Guarda Europeia de Fronteiras e Costeira (debate)
MPphoto
 

  Carlos Coelho, em nome do Grupo PPE. – Senhor Presidente, Senhor Comissário Avramopoulos, Caras e Caros Colegas, a aprovação desta nova e reforçada Guarda Europeia de Fronteiras e Costeira é um passo histórico para uma proteção verdadeiramente partilhada das nossas fronteiras externas comuns. É um passo histórico para Schengen, para a segurança e para a livre circulação na Europa. Serão dez mil guardas de fronteira capazes de apoiar os Estados-Membros que tenham fronteiras mais frágeis ou que se encontrem perante uma emergência como vimos, recentemente, com a crise dos refugiados.

Mas, como sempre disse, este reforço não pode servir para desresponsabilizar os Estados—Membros. Metade desses dez mil guardas serão provenientes dos Estados—Membros. Estão os Estados-Membros preparados para cumprir com as suas obrigações? Portugal, o meu país, está preparado para enviar já, em 2021, 110 inspetores do Serviço de Estrangeiros e fronteiras? Receio que, uma vez mais, estejamos a prometer ao nível europeu o que os Estados não vão permitir.

Por outro lado, a agência terá um papel reforçado na gestão e execução de decisões do retorno de pessoas que não têm direito a estar no território. Hoje, incrivelmente, as decisões efetivamente executadas são menos de um terço das emitidas, excluindo Portugal, onde não se conhecem estatísticas sobre estas decisões.
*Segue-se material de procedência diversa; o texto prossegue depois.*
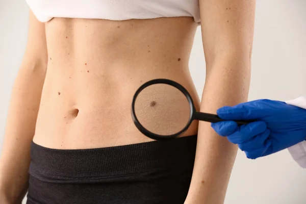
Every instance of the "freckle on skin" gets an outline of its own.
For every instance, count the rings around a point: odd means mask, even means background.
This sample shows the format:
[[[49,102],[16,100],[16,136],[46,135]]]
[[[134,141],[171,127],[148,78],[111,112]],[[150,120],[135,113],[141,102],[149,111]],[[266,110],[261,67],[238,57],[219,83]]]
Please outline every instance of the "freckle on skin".
[[[156,102],[154,100],[152,101],[151,101],[151,103],[150,103],[150,106],[151,107],[155,106],[156,105]]]

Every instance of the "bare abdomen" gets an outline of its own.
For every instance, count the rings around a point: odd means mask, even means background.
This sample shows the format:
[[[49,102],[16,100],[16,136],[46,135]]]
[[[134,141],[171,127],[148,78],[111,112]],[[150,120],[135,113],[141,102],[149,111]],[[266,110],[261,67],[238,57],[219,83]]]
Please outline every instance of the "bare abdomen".
[[[153,79],[181,83],[198,107],[188,67],[196,25],[178,20],[47,23],[49,60],[34,142],[75,149],[150,141],[135,126],[131,105],[136,89]],[[184,135],[196,134],[196,126]]]

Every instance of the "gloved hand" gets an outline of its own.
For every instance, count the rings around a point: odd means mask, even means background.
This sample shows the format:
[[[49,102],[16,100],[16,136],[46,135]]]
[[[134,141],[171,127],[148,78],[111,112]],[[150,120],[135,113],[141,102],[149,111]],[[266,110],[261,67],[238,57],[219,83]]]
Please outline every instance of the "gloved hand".
[[[219,135],[237,144],[248,158],[270,155],[306,138],[306,110],[284,102],[257,100],[222,107],[217,114],[227,120],[256,121],[240,126],[233,121],[212,123]]]

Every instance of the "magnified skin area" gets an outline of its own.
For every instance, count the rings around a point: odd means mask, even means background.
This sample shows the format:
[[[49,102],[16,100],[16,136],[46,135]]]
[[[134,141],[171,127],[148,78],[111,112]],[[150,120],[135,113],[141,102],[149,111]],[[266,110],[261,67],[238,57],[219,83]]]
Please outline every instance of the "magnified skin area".
[[[187,124],[190,115],[190,106],[184,94],[164,84],[154,84],[141,91],[134,108],[140,124],[160,135],[179,132]]]

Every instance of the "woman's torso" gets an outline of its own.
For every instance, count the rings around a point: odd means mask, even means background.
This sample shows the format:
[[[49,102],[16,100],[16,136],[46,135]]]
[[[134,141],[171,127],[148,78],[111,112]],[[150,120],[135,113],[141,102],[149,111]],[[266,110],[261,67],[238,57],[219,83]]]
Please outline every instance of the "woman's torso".
[[[154,79],[180,83],[198,108],[188,68],[197,24],[189,17],[46,22],[48,62],[33,141],[78,149],[151,141],[135,127],[131,105],[136,89]],[[197,126],[182,136],[196,134]]]

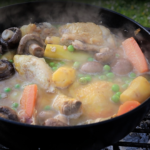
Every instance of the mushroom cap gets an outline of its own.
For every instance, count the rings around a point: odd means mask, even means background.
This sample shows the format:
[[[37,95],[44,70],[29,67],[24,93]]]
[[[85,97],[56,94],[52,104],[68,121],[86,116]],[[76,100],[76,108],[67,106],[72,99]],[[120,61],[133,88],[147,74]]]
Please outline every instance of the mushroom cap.
[[[45,120],[43,125],[44,126],[68,126],[66,123],[54,118],[49,118]]]
[[[100,53],[95,54],[95,59],[99,62],[107,62],[111,60],[114,54],[115,54],[114,50],[107,48],[107,47],[102,48],[100,50]]]
[[[2,36],[0,37],[0,42],[2,44],[2,46],[5,48],[5,51],[8,51],[6,49],[13,49],[15,47],[18,46],[18,43],[21,39],[21,30],[17,27],[11,27],[7,30],[11,30],[14,32],[14,34],[12,35],[12,37],[8,40],[8,41],[5,41]]]
[[[8,60],[0,60],[0,81],[15,74],[14,66]]]
[[[36,35],[36,34],[26,34],[20,40],[17,53],[20,54],[20,55],[30,54],[29,46],[32,45],[32,44],[39,45],[42,48],[45,45],[44,42],[42,41],[42,39],[38,35]]]

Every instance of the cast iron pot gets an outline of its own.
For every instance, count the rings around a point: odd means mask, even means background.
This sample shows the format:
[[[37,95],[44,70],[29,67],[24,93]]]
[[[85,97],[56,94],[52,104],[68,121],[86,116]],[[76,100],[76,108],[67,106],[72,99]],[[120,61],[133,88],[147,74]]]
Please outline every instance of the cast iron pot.
[[[74,2],[32,2],[1,8],[0,14],[0,32],[31,22],[102,24],[118,36],[133,36],[145,56],[150,58],[148,31],[133,20],[104,8]],[[135,36],[138,28],[141,31]],[[150,99],[114,119],[70,127],[33,126],[0,118],[0,143],[14,150],[99,150],[131,132],[149,109]]]

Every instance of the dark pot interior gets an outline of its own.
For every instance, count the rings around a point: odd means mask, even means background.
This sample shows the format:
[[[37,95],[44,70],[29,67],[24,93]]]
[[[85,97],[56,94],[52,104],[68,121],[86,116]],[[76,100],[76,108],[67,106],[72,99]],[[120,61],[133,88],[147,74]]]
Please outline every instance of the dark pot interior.
[[[118,36],[133,36],[145,56],[150,57],[150,34],[138,23],[104,8],[73,2],[33,2],[1,8],[0,14],[0,32],[31,22],[102,24]],[[141,31],[135,36],[134,31],[138,28]],[[0,119],[0,141],[15,150],[98,150],[116,143],[131,132],[149,109],[150,99],[120,117],[71,127],[31,126]]]

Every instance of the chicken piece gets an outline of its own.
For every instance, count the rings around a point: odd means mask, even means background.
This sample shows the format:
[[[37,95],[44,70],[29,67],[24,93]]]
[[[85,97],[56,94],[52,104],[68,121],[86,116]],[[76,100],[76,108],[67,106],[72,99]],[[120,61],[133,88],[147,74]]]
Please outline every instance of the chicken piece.
[[[118,104],[113,103],[110,97],[114,94],[111,90],[113,83],[94,81],[88,85],[81,85],[78,81],[70,88],[72,97],[82,102],[83,115],[89,119],[107,118],[118,110]]]
[[[88,44],[101,45],[103,41],[101,28],[91,22],[70,23],[61,26],[59,29],[62,41],[79,40]]]
[[[69,118],[78,118],[82,114],[81,102],[65,95],[57,95],[53,107]]]
[[[115,37],[108,28],[91,22],[66,24],[60,27],[59,33],[63,44],[72,41],[78,50],[99,52],[100,48],[116,46]]]
[[[51,81],[53,72],[43,58],[32,55],[15,55],[14,64],[18,73],[25,79],[38,84],[47,92],[55,92]]]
Finalmente, ficaremos ainda a saber a dimensão dos movimentos secundários na Europa, isto é, quantos são realmente os requerentes de asilo que fogem do país que os acolhe. Será finalmente claro que cinco governos têm vindo a delapidar Schengen e a livre circulação por razão absolutamente nenhuma. Uma palavra final para relatora, a deputada Roberta Metsola, pelo trabalho excecional em tempo absolutamente recorde.